Die Wirecard-Pleite hat das Format der Dreigroschenoper. Mit Wirecard in der Rolle des Schurken Mackie Messer, der „sozialen Marktwirtschaft“ als Oberkapitalist Peachum, der staatlichen Aufsichtsbehörde als wegschauendem Polizeichef Brown, den Wirtschaftsprüfern von Ernst & Young (EY) in der Rolle der rettungslos in Mackie Messer verliebten Peachum-Tochter Polly, den aufsässigen Kritikern als Störenfried Filch und dem Wirecard-Kronzeugen Bellenhaus als Spelunken-Jenny.
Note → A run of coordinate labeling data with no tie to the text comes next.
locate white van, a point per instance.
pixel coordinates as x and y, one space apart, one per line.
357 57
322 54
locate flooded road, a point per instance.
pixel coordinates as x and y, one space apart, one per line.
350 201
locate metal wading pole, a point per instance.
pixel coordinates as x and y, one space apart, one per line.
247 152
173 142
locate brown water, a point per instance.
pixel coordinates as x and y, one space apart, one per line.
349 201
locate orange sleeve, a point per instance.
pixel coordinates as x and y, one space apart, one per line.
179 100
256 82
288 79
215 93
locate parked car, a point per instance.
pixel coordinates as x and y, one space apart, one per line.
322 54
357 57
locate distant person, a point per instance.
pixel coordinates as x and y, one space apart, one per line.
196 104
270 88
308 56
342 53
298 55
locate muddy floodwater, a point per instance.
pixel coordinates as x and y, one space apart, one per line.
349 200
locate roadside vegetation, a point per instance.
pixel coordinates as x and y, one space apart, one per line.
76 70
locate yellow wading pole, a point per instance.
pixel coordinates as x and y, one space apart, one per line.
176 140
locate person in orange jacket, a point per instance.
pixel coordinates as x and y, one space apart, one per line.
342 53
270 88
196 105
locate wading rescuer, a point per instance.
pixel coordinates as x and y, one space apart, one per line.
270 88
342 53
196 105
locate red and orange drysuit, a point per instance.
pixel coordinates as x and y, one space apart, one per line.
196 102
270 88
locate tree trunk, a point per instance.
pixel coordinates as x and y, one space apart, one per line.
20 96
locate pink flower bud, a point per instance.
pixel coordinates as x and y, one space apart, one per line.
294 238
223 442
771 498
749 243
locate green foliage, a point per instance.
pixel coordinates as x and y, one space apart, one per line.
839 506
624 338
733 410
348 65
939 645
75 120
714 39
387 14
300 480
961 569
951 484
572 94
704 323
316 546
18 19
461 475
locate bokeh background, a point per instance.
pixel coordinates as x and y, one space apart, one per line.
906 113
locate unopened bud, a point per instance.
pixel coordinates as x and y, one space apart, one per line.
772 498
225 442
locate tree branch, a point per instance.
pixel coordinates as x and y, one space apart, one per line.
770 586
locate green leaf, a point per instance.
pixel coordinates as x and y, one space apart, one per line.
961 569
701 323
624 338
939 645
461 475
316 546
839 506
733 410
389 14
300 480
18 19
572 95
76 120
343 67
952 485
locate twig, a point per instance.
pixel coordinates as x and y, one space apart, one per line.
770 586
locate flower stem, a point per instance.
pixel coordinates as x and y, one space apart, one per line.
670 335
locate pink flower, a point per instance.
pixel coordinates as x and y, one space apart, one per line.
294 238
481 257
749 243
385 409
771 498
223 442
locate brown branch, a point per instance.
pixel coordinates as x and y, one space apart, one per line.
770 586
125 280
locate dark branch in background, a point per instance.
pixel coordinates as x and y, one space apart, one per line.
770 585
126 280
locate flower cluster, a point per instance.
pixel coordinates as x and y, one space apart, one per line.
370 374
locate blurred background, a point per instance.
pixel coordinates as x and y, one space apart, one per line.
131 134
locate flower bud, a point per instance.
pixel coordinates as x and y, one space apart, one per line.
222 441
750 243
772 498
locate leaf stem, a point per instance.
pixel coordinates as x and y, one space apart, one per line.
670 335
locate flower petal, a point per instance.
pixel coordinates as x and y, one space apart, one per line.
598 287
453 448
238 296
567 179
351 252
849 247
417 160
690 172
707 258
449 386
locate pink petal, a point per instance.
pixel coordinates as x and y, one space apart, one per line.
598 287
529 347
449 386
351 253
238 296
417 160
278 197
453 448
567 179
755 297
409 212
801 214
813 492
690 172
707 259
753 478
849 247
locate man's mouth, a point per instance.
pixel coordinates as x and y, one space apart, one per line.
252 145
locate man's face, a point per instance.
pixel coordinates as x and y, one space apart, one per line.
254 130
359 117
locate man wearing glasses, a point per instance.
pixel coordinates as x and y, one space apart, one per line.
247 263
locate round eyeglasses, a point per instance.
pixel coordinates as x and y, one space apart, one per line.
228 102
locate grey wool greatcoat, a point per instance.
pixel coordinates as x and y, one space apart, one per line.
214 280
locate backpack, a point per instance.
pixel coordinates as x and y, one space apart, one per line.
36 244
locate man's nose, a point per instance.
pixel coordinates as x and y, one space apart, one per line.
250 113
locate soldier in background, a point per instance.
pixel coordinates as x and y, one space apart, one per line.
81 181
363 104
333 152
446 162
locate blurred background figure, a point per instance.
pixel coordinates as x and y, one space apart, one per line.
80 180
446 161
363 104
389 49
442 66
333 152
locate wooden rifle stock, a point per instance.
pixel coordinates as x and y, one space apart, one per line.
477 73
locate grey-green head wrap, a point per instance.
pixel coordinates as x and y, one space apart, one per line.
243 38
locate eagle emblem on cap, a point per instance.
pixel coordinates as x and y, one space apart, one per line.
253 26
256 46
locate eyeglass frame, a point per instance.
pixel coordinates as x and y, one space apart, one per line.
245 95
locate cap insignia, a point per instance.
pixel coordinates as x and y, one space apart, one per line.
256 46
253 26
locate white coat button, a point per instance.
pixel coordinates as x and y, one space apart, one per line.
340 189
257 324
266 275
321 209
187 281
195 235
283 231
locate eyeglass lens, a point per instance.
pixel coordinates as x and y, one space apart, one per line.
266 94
Nun sagen viele, Brechts Lehrstück aus dem Jahr 1928 zeige die Heuchelei und die Doppelmoral der bürgerlich-kapitalistischen Welt – kurz bevor die Nazis die Macht übernahmen. Ganz so schlimm muss es nicht kommen, aber der Absturz der Vorzeigefirma Wirecard zeigt zumindest eins: ein durch und durch scheinheiliges Kontrollsystem. Es soll den Bürgern einen starken Staat vorgaukeln, ist aber so gebaut, dass es nicht funktioniert. Die Finanzkrise hat das nicht geändert. Und so waren die Prüfer von Ernst & Young und die staatliche Finanzaufsicht nicht in der Lage, zu erkennen, was laut Münchner Staatsanwaltschaft bei Wirecard vorging: „gewerbsmäßiger Bandenbetrug“.
Hinweise gab es viele. Bereits 2008 hatte Markus Straub, der Vizevorsitzende der „Schutzgemeinschaft der Kapitalanleger“, behauptet, die Firma frisiere ihre Bilanzen. Wirecard schlug zurück und verklagte ihn. 2015 erschien in der Financial Times (FT) die Enthüllungsserie des Investigativreporters Dan McCrum unter dem Titel „House of Wirecard“. McCrum wurde dafür angefeindet. 2016 stellte der Finanzanalyst Matthew Earl seinen 100 Seiten umfassenden „Zatarra-Report“ ins Netz, anonym, weil er Wirecards Rache fürchtete. 2018 präsentierte der Ex-Fortune-Journalist Roderick Boyd seine Recherchen, und 2019 gelangte der interne Bericht der Singapurer Kanzlei Rajah & Tann über die allzu krummen Asien-Geschäfte zur Financial Times. Doch getreu dem Motto „Haltet den Dieb!“ überzog Wirecard sämtliche Kritiker mit dem Vorwurf der „Marktmanipulation“ und forderte Schadenersatz.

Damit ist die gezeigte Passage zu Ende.